The Art of Building a Cost-Effective Satellite – CubeSat


The arrival of what is commonly referred to as “New Space” has resulted in a significant shift in the space industry over the last decade. This takes a different approach to satellite deployment: by leveraging electronic miniaturization, it enables smaller, more capable spacecraft to be launched in greater numbers and at a lower cost.

At the same time, there has been a surge in potential applications for both space data and space services, such as satellite communications or Earth observations. New Space technology is uniquely positioned to meet these requirements, with significantly shorter time-to-market than more traditional spacecraft.

A CubeSat is a type of small satellite that has gained popularity as a result of well-defined standards designed to reduce costs and development efforts. California Polytechnic State University (Cal Poly) and Stanford University created the CubeSat standard, which was originally intended for scientific research and the exploration of new space technologies.

CubeSats have made their way into commercial projects over the years and are now regarded as one of the quickest and most cost-effective ways to demonstrate space technologies or deliver a service from space.

Building CubeSat is Fast

One of the primary benefits of a CubeSat is the short time required to develop and launch the satellite. A CubeSat can be designed, built, tested, and delivered in as little as 9 months, but it typically takes 18 to 24 months to complete, which is significantly faster than a traditional satellite approach.

This is primarily accomplished through the widespread use of off-the-shelf components for electronics and subsystems, which is one of the key principles of CubeSat mission development. It enables CubeSat missions to rapidly develop complex yet reliable spacecraft at a low cost and within time constraints.

Spacecraft combat software can also be purchased off-the-shelf for CubeSat development. Flight software, like other subsystems, can be made readily available early in the development process to allow for rigorous testing and successful integration.

The cubesat kit from the KSF Space Foundation is designed to be both easy to use and highly capable. It includes everything you need to build a fully functional cubesat, including a flight computer, power systems, and communication systems. What’s more, the kit is highly customizable, allowing you to add your own sensors and other components to your CubeSat to meet your specific needs.

Chairman of KSF Space Foundation, Dr. Kayyali, said while talking about the newly launched CubeSat kit, “This new model will help schools and universities to develop their space projects easily at a lower cost without the requirement of secure funding.”

kSF Space foundation’s own CubeSat kit is a good example of off-the-shelf spacecraft flight boards because it allows developers to quickly build their own unique mission software package using our extensive library of pre-validated and configurable off-the-shelf components.

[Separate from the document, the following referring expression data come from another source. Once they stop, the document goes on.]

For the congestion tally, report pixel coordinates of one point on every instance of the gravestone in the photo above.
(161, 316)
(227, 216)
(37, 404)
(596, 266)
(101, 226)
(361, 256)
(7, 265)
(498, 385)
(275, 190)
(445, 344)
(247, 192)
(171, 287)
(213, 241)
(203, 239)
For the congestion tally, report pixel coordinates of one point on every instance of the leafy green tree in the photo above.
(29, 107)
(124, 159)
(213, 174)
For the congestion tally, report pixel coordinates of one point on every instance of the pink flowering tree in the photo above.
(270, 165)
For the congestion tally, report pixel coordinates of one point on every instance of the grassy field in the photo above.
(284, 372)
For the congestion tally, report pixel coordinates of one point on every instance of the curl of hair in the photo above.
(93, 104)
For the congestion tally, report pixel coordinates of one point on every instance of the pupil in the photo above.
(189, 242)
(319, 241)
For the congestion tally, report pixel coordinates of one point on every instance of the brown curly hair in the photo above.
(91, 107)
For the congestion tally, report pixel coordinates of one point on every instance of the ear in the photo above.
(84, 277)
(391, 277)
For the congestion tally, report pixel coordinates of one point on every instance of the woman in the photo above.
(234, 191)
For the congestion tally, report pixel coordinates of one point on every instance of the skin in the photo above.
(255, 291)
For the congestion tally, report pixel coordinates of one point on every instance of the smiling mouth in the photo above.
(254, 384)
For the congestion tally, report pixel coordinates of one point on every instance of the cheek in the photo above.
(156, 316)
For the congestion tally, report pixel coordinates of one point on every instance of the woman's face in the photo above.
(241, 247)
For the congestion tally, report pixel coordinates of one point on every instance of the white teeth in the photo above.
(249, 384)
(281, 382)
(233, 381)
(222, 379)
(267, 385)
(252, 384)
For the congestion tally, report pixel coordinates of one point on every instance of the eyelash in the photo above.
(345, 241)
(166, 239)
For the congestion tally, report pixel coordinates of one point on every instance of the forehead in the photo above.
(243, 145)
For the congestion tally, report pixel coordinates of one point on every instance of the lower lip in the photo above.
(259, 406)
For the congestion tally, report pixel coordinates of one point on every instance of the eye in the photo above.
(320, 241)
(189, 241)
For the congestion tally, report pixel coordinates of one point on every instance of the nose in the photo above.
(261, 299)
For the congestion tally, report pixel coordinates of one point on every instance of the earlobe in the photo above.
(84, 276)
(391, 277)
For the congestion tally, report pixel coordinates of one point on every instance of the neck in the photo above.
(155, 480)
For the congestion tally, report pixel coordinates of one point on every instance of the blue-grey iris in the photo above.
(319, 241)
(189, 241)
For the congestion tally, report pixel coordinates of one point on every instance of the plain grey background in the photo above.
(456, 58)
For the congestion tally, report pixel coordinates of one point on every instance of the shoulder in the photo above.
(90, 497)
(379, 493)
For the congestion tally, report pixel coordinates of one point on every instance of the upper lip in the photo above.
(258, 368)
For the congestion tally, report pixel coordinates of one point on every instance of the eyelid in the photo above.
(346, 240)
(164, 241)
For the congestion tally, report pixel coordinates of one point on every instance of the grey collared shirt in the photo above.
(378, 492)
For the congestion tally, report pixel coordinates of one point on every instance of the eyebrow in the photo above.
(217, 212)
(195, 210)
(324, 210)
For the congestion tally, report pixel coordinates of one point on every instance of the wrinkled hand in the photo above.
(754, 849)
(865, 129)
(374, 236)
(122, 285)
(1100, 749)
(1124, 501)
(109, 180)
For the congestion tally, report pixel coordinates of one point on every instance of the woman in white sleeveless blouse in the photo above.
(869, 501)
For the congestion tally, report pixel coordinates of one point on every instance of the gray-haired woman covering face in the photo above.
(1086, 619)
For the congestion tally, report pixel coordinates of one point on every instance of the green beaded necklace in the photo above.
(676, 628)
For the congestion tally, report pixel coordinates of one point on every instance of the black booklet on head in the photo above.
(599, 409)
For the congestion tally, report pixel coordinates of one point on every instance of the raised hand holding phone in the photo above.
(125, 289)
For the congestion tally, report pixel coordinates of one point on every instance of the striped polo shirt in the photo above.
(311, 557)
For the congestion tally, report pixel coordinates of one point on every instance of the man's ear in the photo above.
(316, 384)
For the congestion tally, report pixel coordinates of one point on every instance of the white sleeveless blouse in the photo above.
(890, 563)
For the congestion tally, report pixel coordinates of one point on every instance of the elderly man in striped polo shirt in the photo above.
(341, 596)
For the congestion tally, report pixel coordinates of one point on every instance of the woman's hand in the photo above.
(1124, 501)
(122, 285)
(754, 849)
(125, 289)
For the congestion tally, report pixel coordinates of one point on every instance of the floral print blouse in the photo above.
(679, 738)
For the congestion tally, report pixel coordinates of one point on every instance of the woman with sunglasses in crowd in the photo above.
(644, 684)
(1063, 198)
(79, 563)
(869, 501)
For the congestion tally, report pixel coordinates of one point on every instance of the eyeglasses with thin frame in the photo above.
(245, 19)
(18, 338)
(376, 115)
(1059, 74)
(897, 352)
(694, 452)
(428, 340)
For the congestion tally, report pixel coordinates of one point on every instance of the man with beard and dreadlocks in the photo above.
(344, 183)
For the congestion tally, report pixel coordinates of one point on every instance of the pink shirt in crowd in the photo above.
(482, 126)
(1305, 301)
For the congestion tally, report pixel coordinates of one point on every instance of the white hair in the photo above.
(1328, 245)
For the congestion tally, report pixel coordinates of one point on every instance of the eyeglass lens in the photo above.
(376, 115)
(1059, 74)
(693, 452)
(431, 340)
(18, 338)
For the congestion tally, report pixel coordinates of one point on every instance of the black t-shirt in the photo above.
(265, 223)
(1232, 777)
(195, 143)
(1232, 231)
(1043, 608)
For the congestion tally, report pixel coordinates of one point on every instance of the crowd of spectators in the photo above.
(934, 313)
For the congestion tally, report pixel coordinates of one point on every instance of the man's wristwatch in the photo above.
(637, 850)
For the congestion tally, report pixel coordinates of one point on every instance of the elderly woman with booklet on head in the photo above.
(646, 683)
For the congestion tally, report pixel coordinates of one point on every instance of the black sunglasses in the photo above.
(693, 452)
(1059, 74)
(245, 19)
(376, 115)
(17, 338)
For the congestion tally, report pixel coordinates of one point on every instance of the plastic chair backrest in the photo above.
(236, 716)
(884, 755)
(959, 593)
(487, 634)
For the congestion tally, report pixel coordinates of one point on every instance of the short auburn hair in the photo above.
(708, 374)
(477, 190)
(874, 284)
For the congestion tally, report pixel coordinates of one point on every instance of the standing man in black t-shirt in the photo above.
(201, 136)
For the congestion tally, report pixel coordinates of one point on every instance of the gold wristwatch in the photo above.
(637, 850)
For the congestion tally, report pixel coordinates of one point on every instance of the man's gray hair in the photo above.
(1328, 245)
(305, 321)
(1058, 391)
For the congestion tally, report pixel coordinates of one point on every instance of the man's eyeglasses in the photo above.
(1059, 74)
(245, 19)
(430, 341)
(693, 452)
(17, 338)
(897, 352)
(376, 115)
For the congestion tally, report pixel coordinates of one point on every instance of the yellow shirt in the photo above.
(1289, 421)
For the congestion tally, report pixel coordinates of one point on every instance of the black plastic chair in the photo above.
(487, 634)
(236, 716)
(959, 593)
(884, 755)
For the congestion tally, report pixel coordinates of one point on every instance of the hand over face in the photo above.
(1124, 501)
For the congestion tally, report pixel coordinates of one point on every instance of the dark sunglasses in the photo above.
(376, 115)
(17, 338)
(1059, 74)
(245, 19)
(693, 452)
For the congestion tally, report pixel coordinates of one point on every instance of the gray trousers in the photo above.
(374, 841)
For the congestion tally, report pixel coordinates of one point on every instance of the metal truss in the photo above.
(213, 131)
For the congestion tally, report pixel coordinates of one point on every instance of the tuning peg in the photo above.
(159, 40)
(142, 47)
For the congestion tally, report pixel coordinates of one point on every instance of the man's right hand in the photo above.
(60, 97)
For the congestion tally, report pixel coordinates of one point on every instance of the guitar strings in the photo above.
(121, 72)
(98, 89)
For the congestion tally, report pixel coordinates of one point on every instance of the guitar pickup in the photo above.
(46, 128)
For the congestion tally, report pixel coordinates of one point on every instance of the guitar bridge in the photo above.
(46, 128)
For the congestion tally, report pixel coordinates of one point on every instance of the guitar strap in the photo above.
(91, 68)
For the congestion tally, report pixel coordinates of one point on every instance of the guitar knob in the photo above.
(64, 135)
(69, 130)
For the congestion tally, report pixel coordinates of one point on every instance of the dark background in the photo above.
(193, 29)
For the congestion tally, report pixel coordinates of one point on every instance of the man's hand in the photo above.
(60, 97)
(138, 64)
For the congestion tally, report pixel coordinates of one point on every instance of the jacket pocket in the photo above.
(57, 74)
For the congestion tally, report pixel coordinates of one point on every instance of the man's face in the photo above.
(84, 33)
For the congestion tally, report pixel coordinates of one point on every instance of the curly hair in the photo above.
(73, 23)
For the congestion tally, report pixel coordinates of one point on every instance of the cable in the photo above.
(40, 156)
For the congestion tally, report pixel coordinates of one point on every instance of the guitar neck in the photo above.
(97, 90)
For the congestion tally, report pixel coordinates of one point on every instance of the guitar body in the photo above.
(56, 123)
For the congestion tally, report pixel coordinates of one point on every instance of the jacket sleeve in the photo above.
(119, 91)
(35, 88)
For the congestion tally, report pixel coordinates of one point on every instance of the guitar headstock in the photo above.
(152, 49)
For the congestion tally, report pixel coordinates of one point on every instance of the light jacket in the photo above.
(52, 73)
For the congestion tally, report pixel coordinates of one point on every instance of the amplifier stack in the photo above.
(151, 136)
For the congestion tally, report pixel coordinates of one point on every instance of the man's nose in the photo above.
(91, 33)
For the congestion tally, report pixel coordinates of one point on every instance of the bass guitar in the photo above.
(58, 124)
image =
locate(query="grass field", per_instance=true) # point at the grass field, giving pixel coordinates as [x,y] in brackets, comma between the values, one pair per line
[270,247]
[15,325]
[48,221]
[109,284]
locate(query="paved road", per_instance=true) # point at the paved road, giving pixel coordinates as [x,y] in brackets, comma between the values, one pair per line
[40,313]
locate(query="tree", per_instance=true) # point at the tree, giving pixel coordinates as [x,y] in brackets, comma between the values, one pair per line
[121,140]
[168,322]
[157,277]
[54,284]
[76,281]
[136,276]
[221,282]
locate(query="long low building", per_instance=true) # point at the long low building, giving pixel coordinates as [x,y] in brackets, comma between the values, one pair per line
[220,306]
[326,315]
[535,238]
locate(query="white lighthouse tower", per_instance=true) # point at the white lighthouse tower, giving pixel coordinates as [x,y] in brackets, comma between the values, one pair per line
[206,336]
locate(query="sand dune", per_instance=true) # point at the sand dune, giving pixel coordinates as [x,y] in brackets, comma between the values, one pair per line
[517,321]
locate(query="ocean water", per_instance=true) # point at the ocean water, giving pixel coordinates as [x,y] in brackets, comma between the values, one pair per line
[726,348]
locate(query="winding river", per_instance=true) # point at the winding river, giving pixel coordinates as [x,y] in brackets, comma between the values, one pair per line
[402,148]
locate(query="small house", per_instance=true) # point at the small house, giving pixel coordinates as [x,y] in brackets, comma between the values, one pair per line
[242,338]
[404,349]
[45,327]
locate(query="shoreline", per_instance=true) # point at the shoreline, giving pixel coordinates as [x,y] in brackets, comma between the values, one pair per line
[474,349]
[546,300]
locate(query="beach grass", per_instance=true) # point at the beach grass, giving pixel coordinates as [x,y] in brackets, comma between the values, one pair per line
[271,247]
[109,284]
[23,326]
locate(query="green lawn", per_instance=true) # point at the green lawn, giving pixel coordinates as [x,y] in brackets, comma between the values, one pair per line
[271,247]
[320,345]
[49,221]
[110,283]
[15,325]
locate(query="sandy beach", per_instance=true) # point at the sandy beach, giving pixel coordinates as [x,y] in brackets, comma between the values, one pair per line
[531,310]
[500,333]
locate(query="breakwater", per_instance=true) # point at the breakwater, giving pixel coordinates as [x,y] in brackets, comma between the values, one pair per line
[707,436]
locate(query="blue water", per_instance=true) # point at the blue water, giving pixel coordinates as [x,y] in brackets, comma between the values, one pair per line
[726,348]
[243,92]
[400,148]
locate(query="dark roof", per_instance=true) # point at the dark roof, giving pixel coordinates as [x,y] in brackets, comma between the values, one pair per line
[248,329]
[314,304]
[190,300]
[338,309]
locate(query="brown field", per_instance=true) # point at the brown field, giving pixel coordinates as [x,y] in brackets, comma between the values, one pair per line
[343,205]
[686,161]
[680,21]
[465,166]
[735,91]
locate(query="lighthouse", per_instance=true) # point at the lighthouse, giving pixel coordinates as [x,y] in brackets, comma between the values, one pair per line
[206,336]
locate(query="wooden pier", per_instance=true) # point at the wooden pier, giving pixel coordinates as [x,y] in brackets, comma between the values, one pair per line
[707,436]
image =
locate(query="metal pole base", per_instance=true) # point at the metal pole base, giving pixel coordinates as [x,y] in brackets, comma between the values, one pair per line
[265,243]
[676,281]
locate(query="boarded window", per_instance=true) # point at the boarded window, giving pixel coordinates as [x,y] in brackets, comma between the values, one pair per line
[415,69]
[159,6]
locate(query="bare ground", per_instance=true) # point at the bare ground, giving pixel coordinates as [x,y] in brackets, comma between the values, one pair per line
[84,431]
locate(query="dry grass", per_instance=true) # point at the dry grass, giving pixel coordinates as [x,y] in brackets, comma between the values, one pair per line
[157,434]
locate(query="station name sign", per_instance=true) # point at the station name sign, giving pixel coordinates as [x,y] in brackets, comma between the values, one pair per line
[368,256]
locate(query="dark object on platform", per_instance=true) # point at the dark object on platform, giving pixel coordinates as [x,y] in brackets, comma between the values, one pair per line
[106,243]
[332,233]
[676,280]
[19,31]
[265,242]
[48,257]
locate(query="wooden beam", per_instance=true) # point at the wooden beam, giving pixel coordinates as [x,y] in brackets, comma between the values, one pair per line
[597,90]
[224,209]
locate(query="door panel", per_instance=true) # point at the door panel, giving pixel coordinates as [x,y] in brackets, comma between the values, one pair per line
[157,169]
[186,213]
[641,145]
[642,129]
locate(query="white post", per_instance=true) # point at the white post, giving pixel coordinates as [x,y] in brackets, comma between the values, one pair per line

How to Build Your Custom CubeSat

Despite the current global CubeSat boom, one fact remains: lower costs and faster space mission development may increase the risk of failure. The CubeSat must perform flawlessly once in orbit because there is no physical access to it to resolve any potential issues. Robust components and rigorous testing can help improve reliability.

The “glue” that holds all of the CubeSat subsystems together is CubeSat kit, and getting it right is critical to reliability. The kit must be simple and functional in order to be available early in the space mission development process and adaptable to accommodate any requirements changes.

Standardization and the widespread use of off-the-shelf kits also enable developers to keep costs under control at fixed prices while reducing the need for specialized skills and resources.

From a software standpoint, developers want to ensure that the spacecraft flight software package can be built quickly and without the need for specialized skills so that the majority of effort is focused on the mission’s unique aspects.

Understand Your Competition

As of April 4th, 2021, 1553 CubeSats had been launched, with over 2500 CubeSats expected to be launched in the next 6 years! In such a competitive market, it can be difficult for new entrants to succeed.

Dr. Mohamed Kayyali chairman of KSF Space mentioned “Innovation and continuous improvements in efficiency and productivity are what can help any space mission achieve better results and make a positive difference.”

Innovation is at the heart of everything we do at KSF Space Foundation. We provide a unique and innovative approach to spacecraft engineering through our CubeSat Kit in order to develop and operate CubeSat missions in a timely, efficient, and cost-effective manner.